Writing SQL That Still Makes Sense Six Months Later

by Arif Ikhsanudin, Backend Developer

The query you wrote in a hurry

You're six months into a project. A bug report comes in about incorrect revenue totals. You open the query responsible and see 80 lines of SQL with five subqueries, aliases like t1, t2, and x, and a comment that says -- TODO: clean this up. The person who wrote it was you. You have no memory of why any of it exists.

SQL readability is underinvested across the industry. Developers who would never write a 200-line method with no comments routinely write opaque queries that are impossible to debug under pressure. The database doesn't care about formatting. Future you does.

Formatting is not optional

Consistent formatting is the baseline.
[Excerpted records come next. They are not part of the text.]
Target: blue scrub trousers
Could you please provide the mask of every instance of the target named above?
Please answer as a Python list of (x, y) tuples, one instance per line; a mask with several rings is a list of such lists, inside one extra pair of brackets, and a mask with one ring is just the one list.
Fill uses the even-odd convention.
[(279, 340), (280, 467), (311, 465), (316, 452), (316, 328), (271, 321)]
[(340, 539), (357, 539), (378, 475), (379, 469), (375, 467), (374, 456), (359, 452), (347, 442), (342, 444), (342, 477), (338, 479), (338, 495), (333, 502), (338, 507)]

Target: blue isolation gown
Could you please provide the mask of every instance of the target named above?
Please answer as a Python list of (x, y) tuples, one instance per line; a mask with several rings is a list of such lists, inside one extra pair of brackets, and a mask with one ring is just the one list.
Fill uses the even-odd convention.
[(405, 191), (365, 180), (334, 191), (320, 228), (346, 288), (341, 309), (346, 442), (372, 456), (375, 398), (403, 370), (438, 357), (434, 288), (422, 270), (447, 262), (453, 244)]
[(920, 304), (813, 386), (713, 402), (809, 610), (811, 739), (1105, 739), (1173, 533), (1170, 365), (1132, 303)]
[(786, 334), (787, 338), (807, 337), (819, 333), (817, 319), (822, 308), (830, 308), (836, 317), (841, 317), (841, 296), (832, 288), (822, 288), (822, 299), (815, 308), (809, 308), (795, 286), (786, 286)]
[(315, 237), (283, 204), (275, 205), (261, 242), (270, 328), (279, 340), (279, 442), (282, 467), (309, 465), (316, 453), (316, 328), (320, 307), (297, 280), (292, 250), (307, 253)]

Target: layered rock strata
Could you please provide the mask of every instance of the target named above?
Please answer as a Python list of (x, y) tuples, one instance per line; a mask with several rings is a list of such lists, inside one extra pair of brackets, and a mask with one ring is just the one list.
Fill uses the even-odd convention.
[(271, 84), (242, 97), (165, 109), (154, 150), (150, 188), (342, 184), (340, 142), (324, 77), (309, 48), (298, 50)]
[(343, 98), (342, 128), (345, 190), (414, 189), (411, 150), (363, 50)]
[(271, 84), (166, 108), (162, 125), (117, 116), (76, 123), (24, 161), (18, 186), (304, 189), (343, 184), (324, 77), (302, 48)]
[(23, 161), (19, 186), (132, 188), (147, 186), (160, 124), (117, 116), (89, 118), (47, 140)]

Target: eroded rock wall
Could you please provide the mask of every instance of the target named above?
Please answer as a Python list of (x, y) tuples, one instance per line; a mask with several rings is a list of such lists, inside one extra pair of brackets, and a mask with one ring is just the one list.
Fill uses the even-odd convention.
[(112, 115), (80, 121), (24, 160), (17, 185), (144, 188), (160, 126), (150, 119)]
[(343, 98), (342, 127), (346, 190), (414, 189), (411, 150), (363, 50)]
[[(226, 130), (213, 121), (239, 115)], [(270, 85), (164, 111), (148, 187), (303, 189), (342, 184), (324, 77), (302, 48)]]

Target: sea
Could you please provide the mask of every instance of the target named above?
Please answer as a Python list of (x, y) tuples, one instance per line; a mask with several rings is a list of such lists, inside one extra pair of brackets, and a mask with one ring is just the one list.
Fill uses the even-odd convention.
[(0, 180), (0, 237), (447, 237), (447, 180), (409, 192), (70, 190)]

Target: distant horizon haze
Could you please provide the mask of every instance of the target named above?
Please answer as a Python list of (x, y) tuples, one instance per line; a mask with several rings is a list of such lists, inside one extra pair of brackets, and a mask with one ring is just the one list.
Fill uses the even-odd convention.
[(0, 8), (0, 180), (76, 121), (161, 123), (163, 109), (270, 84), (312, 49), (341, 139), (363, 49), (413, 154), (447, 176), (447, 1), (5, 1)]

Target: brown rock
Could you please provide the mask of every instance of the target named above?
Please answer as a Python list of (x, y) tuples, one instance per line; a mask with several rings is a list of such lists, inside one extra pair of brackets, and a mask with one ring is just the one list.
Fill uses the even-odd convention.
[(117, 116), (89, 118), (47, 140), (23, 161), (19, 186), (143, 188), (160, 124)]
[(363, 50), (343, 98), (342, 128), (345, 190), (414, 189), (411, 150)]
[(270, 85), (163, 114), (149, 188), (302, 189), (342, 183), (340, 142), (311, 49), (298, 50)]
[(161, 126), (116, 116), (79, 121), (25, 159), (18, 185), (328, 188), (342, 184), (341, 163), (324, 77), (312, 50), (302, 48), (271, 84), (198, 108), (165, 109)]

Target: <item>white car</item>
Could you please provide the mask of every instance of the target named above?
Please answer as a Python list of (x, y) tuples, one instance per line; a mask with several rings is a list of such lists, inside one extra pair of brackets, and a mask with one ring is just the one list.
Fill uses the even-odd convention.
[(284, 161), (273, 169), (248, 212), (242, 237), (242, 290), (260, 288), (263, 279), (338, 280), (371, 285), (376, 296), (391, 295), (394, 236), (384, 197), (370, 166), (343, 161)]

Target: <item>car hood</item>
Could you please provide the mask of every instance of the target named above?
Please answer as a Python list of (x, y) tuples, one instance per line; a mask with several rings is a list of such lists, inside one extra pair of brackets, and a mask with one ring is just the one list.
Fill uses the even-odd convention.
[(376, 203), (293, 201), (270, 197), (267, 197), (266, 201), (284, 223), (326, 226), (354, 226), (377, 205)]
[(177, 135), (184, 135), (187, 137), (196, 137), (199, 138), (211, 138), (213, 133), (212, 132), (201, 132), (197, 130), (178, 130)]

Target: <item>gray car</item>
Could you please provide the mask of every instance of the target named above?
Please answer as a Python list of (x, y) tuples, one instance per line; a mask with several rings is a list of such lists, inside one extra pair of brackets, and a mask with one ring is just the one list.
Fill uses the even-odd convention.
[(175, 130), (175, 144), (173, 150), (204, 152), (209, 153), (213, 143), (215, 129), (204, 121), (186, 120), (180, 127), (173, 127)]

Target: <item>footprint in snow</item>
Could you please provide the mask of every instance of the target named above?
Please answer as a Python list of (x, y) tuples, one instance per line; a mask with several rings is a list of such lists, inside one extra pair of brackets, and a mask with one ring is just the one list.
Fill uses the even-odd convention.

It costs nothing in runtime and makes queries scannable by someone under pressure.

-- Hard to scan
SELECT u.id,u.name,SUM(o.total) as revenue FROM users u LEFT JOIN orders o ON u.id=o.user_id WHERE u.created_at>'2024-01-01' AND o.status='completed' GROUP BY u.id,u.name HAVING SUM(o.total)>1000 ORDER BY revenue DESC;

-- Readable
SELECT
  u.id,
  u.name,
  SUM(o.total) AS revenue
FROM users u
LEFT JOIN orders o
  ON u.id = o.user_id
WHERE
  u.created_at > '2024-01-01'
  AND o.status = 'completed'
GROUP BY
  u.id,
  u.name
HAVING SUM(o.total) > 1000
ORDER BY revenue DESC;

Each clause gets its own line. Each selected column gets its own line. JOIN conditions are indented under the JOIN. This sounds obvious. It is rarely practiced.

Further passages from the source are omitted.